The activity of the antibiotic penicillin slowly decomposes when stored in a buffer at \(\mathrm{pH} 7.0,298 \mathrm{~K}\). The time dependence of the penicillin antibiotic activity is given in the table below. $$ \begin{array}{lc} \text { Time (weeks) } & \text { Penicillin Activity (arbitrary units) } \\ \hline 0 & 10,100 \\ 1.00 & 8,180 \\ 2.00 & 6,900 \\ 3.00 & 5,380 \\ 5.00 & 3,870 \\ 8.00 & 2,000 \\ 10.00 & 1.330 \\ 12.00 & 898 \\ 15.00 & 403 \\ 20.00 & 167 \\ \hline \end{array} $$What is the rate law for this reaction, that is, what is the order of the reaction with respect to the penicillin concentration? Calculate the rate constant from the data if possible. (Data adapted from Ref. I.)

Short Answer

Expert verified
The reaction is first-order with a rate constant of 0.2 weeks^{-1}.

Step by step solution

01

Understanding the Problem

We have been given data showing the decomposition of penicillin over time at a specific pH and temperature. Our goal is to determine the rate law, which involves identifying the order of the reaction and calculating the rate constant.
02

Review the Given Data

The data table provides penicillin activity at various weeks. The activity decreases as time increases, indicating a reaction that changes over time. Analyze this to determine the reaction order.
03

Determine Reaction Order via Plotting

To find the reaction order, we need to test different plots. For zero-order reactions, plot concentration vs. time. For first-order reactions, plot ln(concentration) vs. time.
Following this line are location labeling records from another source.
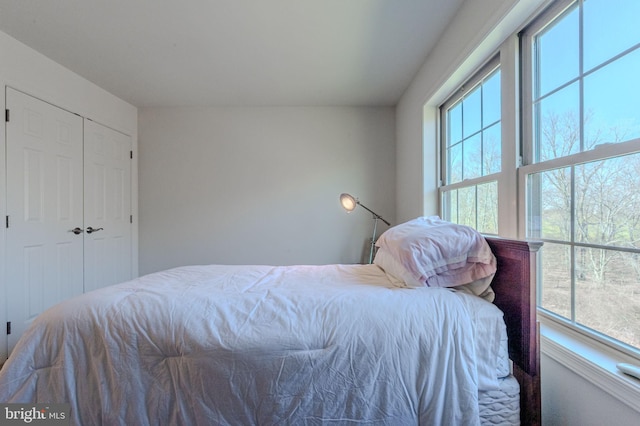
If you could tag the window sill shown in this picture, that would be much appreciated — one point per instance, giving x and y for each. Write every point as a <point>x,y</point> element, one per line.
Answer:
<point>591,360</point>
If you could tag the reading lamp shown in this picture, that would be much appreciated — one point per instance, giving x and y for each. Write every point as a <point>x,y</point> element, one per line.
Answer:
<point>349,203</point>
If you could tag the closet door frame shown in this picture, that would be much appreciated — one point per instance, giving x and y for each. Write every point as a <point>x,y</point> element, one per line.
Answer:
<point>4,288</point>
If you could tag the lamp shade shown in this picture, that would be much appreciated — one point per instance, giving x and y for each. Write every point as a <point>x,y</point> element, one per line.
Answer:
<point>348,202</point>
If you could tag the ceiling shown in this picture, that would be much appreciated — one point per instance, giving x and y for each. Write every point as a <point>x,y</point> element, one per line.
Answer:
<point>236,52</point>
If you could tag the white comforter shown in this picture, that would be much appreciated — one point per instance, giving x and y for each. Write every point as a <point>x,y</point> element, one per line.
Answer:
<point>256,345</point>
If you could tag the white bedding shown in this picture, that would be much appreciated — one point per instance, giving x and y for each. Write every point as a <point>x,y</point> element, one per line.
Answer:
<point>261,345</point>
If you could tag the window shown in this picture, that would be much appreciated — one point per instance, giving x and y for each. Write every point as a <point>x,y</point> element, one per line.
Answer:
<point>471,148</point>
<point>581,130</point>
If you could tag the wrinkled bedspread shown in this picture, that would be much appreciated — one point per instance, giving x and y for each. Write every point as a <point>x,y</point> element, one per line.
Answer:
<point>241,345</point>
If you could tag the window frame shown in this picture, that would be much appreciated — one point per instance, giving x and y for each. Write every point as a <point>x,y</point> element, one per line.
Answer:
<point>530,167</point>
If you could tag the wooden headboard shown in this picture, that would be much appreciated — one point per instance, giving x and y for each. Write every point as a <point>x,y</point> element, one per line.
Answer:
<point>515,288</point>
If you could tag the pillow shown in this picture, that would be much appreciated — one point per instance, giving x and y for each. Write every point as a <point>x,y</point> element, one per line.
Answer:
<point>436,253</point>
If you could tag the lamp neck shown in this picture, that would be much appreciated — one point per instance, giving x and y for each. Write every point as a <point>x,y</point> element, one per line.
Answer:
<point>375,215</point>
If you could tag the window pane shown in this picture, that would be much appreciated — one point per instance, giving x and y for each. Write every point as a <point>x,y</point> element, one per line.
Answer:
<point>608,202</point>
<point>492,149</point>
<point>491,100</point>
<point>555,283</point>
<point>472,157</point>
<point>450,205</point>
<point>602,43</point>
<point>467,206</point>
<point>549,200</point>
<point>455,124</point>
<point>612,102</point>
<point>454,163</point>
<point>471,113</point>
<point>608,293</point>
<point>558,124</point>
<point>488,208</point>
<point>558,54</point>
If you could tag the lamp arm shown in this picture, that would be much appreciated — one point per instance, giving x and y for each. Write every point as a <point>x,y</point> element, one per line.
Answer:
<point>375,215</point>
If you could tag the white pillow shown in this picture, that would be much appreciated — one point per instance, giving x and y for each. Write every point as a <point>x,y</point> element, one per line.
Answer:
<point>433,252</point>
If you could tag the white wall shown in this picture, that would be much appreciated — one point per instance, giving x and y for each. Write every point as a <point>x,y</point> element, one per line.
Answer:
<point>27,70</point>
<point>261,185</point>
<point>476,32</point>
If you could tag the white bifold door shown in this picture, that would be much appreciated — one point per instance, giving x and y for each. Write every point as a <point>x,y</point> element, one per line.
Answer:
<point>68,204</point>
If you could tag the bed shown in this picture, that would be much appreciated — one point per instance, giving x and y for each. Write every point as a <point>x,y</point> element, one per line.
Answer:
<point>305,344</point>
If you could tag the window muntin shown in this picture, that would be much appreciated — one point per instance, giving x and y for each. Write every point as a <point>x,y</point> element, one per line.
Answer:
<point>472,143</point>
<point>581,183</point>
<point>474,205</point>
<point>472,151</point>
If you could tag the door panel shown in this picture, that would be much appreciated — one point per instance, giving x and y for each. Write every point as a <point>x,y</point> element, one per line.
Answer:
<point>44,203</point>
<point>107,198</point>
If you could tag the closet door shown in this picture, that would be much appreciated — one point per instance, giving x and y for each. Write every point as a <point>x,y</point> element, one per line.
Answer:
<point>44,205</point>
<point>107,206</point>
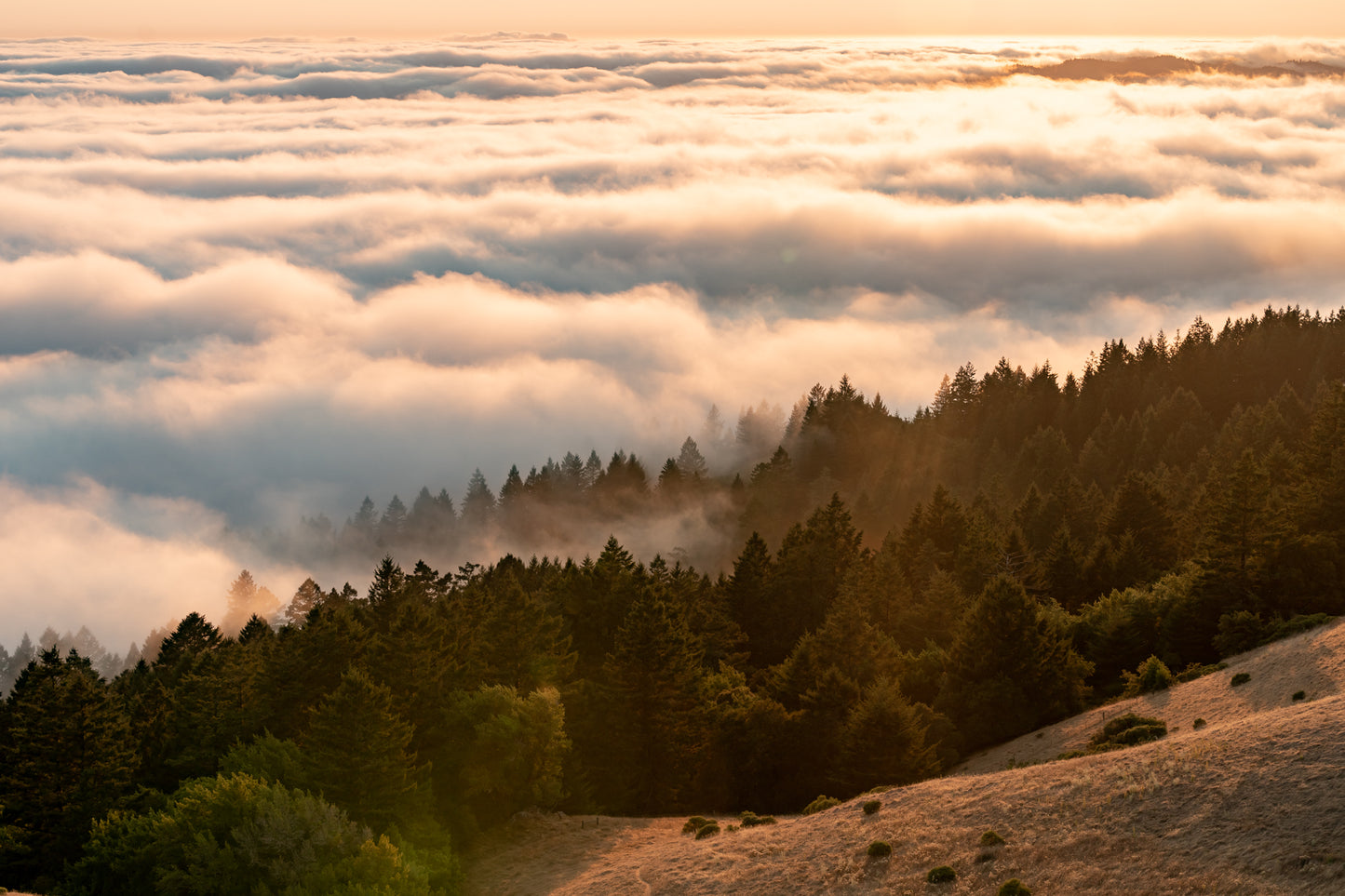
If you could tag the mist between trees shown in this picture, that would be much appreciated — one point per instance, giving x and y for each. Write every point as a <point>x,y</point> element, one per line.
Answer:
<point>886,596</point>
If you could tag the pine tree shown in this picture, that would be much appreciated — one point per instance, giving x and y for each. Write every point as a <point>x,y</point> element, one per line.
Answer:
<point>392,527</point>
<point>65,759</point>
<point>650,679</point>
<point>307,597</point>
<point>359,751</point>
<point>1010,669</point>
<point>692,461</point>
<point>884,742</point>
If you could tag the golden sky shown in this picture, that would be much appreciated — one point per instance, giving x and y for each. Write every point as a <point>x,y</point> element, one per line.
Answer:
<point>688,18</point>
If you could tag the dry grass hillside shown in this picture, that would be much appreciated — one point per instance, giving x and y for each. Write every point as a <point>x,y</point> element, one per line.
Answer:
<point>1254,802</point>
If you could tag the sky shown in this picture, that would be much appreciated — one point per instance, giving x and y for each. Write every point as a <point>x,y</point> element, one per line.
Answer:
<point>244,283</point>
<point>171,19</point>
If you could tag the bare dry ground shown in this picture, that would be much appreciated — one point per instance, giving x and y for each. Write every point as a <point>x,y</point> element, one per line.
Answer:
<point>1254,802</point>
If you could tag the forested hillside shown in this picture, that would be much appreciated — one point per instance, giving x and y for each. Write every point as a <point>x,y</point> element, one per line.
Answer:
<point>885,595</point>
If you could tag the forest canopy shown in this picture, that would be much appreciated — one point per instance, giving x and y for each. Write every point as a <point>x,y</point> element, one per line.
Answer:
<point>877,597</point>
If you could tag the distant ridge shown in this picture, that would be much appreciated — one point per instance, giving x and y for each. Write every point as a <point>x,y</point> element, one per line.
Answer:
<point>1143,68</point>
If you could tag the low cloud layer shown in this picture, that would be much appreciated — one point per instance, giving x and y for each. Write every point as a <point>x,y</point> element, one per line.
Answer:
<point>249,281</point>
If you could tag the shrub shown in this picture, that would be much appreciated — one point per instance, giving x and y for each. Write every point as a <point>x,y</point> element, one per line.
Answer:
<point>821,803</point>
<point>694,823</point>
<point>942,875</point>
<point>1127,730</point>
<point>253,837</point>
<point>1296,624</point>
<point>1239,631</point>
<point>1196,670</point>
<point>752,820</point>
<point>1149,675</point>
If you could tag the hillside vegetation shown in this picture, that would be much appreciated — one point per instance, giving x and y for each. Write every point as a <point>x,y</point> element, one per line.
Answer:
<point>1248,803</point>
<point>894,595</point>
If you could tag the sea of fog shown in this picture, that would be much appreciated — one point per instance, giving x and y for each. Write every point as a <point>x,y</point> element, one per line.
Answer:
<point>242,283</point>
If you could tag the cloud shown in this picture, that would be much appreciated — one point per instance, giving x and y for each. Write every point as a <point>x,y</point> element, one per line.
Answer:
<point>248,281</point>
<point>118,564</point>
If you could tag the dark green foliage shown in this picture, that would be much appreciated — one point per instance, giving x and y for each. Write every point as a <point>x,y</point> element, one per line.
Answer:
<point>1126,730</point>
<point>1194,672</point>
<point>694,823</point>
<point>652,709</point>
<point>1239,633</point>
<point>882,742</point>
<point>1150,675</point>
<point>1173,502</point>
<point>235,836</point>
<point>1296,624</point>
<point>821,803</point>
<point>271,760</point>
<point>65,760</point>
<point>358,751</point>
<point>752,820</point>
<point>940,875</point>
<point>506,753</point>
<point>1010,669</point>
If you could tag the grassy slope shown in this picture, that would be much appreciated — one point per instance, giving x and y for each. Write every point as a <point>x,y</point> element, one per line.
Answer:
<point>1251,803</point>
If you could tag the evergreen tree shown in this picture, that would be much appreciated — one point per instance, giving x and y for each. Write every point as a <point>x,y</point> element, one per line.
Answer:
<point>1010,669</point>
<point>307,597</point>
<point>359,753</point>
<point>392,527</point>
<point>882,742</point>
<point>477,504</point>
<point>65,759</point>
<point>652,691</point>
<point>691,461</point>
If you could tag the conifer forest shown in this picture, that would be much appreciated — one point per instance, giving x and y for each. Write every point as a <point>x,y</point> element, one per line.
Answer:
<point>868,599</point>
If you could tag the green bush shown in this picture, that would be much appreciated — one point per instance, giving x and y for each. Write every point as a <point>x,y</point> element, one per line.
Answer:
<point>1127,730</point>
<point>1296,624</point>
<point>942,875</point>
<point>752,820</point>
<point>694,823</point>
<point>1196,670</point>
<point>235,836</point>
<point>821,803</point>
<point>1149,675</point>
<point>1239,631</point>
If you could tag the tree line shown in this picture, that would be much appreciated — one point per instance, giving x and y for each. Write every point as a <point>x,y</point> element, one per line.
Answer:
<point>1034,543</point>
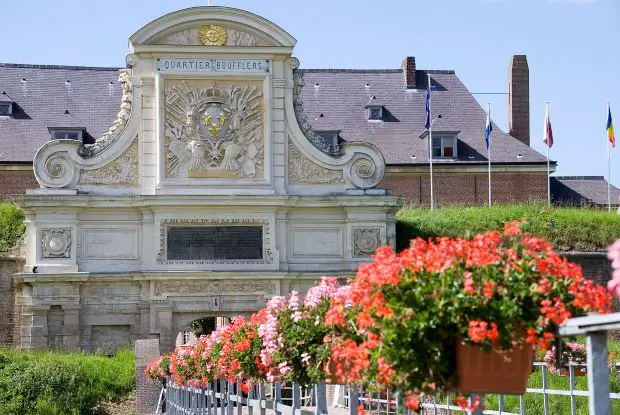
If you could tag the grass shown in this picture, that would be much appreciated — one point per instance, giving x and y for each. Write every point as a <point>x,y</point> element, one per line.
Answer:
<point>54,383</point>
<point>11,225</point>
<point>569,229</point>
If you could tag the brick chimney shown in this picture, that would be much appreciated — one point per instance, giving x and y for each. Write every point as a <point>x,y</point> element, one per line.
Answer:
<point>519,99</point>
<point>408,67</point>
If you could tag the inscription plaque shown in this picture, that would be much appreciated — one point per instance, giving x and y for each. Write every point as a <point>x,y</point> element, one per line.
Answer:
<point>188,243</point>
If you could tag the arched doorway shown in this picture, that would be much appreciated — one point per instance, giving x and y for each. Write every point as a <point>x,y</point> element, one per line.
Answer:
<point>198,327</point>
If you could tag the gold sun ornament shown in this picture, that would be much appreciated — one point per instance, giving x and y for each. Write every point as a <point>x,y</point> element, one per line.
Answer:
<point>212,35</point>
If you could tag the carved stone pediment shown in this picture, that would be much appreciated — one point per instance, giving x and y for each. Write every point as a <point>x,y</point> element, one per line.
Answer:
<point>197,36</point>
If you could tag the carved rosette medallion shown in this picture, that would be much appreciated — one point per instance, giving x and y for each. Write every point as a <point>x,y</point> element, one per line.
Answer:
<point>212,35</point>
<point>122,171</point>
<point>56,243</point>
<point>214,132</point>
<point>302,170</point>
<point>366,241</point>
<point>213,287</point>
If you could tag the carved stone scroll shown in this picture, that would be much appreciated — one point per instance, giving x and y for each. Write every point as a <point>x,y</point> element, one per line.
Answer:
<point>302,170</point>
<point>122,171</point>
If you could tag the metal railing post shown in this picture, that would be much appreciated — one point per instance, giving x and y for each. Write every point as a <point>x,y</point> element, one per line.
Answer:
<point>277,401</point>
<point>321,399</point>
<point>353,400</point>
<point>598,373</point>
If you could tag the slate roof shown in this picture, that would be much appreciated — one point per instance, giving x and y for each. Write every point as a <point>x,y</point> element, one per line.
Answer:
<point>582,190</point>
<point>42,95</point>
<point>342,94</point>
<point>92,99</point>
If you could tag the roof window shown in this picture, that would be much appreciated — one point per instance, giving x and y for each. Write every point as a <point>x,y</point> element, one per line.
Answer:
<point>67,133</point>
<point>375,112</point>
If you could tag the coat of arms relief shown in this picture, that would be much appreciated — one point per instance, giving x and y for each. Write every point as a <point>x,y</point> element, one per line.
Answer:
<point>214,131</point>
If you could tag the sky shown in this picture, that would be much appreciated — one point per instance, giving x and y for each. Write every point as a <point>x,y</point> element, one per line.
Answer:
<point>572,46</point>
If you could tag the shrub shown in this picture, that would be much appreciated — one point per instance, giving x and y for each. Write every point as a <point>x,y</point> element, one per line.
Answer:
<point>568,229</point>
<point>11,225</point>
<point>62,383</point>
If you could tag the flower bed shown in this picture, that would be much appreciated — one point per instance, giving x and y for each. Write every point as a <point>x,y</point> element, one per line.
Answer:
<point>399,322</point>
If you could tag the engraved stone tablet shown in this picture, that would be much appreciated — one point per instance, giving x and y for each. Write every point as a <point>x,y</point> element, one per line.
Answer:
<point>188,243</point>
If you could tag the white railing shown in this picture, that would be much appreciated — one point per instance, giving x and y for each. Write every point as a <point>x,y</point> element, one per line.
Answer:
<point>226,398</point>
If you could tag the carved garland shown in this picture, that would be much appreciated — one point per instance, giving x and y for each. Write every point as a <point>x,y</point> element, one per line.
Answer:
<point>302,170</point>
<point>333,150</point>
<point>192,37</point>
<point>268,254</point>
<point>213,287</point>
<point>122,171</point>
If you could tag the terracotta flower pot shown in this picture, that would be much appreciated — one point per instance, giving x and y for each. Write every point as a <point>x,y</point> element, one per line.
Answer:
<point>495,371</point>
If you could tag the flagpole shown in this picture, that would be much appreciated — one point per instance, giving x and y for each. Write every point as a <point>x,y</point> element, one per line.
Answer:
<point>548,168</point>
<point>608,168</point>
<point>430,141</point>
<point>489,153</point>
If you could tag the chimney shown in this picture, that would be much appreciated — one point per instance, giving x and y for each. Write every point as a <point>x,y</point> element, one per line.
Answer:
<point>408,67</point>
<point>519,99</point>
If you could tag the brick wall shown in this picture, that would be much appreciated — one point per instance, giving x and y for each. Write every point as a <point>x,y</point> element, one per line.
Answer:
<point>15,182</point>
<point>467,188</point>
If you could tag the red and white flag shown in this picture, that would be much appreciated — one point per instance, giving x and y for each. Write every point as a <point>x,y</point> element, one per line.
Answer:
<point>548,134</point>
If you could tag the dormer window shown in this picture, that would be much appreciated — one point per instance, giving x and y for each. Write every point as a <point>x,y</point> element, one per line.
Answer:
<point>6,108</point>
<point>444,146</point>
<point>375,113</point>
<point>67,133</point>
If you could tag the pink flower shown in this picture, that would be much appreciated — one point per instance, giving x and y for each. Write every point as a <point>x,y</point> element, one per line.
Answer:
<point>326,288</point>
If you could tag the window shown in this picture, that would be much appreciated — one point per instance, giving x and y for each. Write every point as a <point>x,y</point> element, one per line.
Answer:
<point>6,108</point>
<point>444,147</point>
<point>375,113</point>
<point>59,133</point>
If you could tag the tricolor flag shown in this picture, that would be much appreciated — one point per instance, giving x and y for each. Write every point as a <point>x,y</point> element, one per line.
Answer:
<point>489,129</point>
<point>428,104</point>
<point>548,134</point>
<point>610,128</point>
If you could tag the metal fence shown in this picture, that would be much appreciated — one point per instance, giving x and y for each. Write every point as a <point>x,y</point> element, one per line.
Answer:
<point>226,398</point>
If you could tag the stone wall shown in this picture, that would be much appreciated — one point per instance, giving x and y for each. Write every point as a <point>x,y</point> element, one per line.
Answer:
<point>9,302</point>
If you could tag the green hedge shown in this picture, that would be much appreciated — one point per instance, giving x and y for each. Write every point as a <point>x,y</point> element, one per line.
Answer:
<point>49,383</point>
<point>11,225</point>
<point>569,229</point>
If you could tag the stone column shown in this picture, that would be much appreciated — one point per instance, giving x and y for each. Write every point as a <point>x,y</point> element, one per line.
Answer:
<point>71,329</point>
<point>147,391</point>
<point>34,328</point>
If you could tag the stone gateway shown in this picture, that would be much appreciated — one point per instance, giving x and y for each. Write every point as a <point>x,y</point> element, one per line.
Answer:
<point>205,197</point>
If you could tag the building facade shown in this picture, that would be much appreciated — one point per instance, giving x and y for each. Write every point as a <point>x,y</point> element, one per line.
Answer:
<point>205,197</point>
<point>382,107</point>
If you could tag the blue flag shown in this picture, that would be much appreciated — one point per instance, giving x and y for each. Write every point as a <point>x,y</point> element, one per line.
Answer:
<point>487,131</point>
<point>428,104</point>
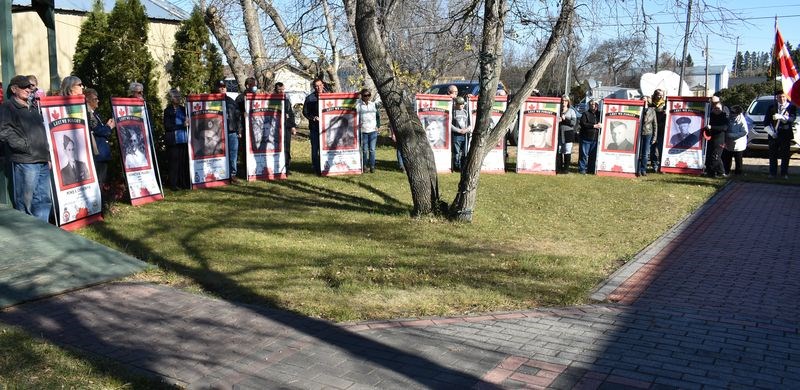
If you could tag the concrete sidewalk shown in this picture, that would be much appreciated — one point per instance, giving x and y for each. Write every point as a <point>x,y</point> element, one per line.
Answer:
<point>713,304</point>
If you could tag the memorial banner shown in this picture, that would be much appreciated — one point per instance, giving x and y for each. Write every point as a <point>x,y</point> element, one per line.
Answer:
<point>137,150</point>
<point>495,161</point>
<point>340,151</point>
<point>618,142</point>
<point>683,137</point>
<point>537,144</point>
<point>435,112</point>
<point>208,140</point>
<point>76,193</point>
<point>264,154</point>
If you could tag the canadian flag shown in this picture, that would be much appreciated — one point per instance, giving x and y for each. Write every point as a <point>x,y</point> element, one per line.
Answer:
<point>788,71</point>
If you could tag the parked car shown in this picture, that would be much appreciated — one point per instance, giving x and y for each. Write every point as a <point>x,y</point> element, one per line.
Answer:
<point>758,138</point>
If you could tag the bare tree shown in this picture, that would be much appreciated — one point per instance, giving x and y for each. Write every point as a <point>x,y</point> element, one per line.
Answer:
<point>417,154</point>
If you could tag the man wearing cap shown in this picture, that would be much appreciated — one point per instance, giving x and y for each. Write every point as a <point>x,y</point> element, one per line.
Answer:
<point>539,138</point>
<point>461,127</point>
<point>74,171</point>
<point>619,137</point>
<point>22,128</point>
<point>232,119</point>
<point>683,138</point>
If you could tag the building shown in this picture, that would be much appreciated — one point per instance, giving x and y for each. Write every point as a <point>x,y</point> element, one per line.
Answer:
<point>30,58</point>
<point>695,77</point>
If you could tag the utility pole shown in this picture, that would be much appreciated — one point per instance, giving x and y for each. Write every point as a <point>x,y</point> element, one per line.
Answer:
<point>706,53</point>
<point>736,59</point>
<point>685,47</point>
<point>658,37</point>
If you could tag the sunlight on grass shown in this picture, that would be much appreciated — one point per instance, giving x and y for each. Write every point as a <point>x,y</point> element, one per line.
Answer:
<point>345,248</point>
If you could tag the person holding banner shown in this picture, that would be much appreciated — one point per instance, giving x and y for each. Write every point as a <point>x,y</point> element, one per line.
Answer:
<point>232,119</point>
<point>460,127</point>
<point>647,139</point>
<point>176,133</point>
<point>778,125</point>
<point>566,135</point>
<point>289,126</point>
<point>589,128</point>
<point>369,119</point>
<point>717,127</point>
<point>311,112</point>
<point>22,129</point>
<point>101,151</point>
<point>658,104</point>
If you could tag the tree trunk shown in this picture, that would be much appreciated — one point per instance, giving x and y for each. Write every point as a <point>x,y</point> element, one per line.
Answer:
<point>220,32</point>
<point>491,58</point>
<point>255,38</point>
<point>333,67</point>
<point>350,11</point>
<point>417,153</point>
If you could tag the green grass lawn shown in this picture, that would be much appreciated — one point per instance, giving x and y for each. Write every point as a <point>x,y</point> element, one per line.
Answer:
<point>345,249</point>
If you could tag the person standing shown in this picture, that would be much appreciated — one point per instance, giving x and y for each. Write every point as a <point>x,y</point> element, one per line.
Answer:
<point>101,131</point>
<point>369,119</point>
<point>778,124</point>
<point>717,127</point>
<point>461,127</point>
<point>22,129</point>
<point>659,104</point>
<point>232,120</point>
<point>589,127</point>
<point>71,85</point>
<point>289,127</point>
<point>566,135</point>
<point>735,141</point>
<point>311,113</point>
<point>177,135</point>
<point>646,136</point>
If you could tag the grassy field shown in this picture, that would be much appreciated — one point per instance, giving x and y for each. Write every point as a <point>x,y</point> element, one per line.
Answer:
<point>345,248</point>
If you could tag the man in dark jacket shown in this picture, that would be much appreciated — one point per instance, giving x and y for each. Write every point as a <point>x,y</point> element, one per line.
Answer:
<point>22,128</point>
<point>290,126</point>
<point>232,119</point>
<point>311,112</point>
<point>778,121</point>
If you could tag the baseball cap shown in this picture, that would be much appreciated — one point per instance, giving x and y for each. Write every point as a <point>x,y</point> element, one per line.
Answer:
<point>20,81</point>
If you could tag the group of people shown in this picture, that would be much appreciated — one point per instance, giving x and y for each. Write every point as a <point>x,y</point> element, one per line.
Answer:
<point>207,140</point>
<point>22,130</point>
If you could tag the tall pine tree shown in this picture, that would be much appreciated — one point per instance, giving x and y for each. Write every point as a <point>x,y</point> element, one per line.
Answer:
<point>90,49</point>
<point>196,63</point>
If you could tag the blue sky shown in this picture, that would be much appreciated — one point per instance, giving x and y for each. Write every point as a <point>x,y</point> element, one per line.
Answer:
<point>755,27</point>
For second-order reactions, plot 1/concentration vs. time. We will plot each to see which yields a straight line.
04

Plot ln(Activity) vs. Time for First-Order Reaction

Using the data, calculate ln(activity) for each time point and plot it against time. Using Excel or graphing software, a linear plot suggests a first-order reaction. The slope of this plot gives the rate constant.
05

Analyze the Plots for Best Fit

After plotting, we find that the ln(activity) vs. time plot is linear. This indicates that the reaction is first-order. The slope of this line will provide the rate constant.
06

Calculate the Rate Constant

From the linear plot ln(activity) vs. time, determine the slope, which is the negative of the rate constant for a first-order reaction. If the slope is found to be -0.2 weeks^{-1}, then the rate constant \(k = 0.2\) weeks^{-1}.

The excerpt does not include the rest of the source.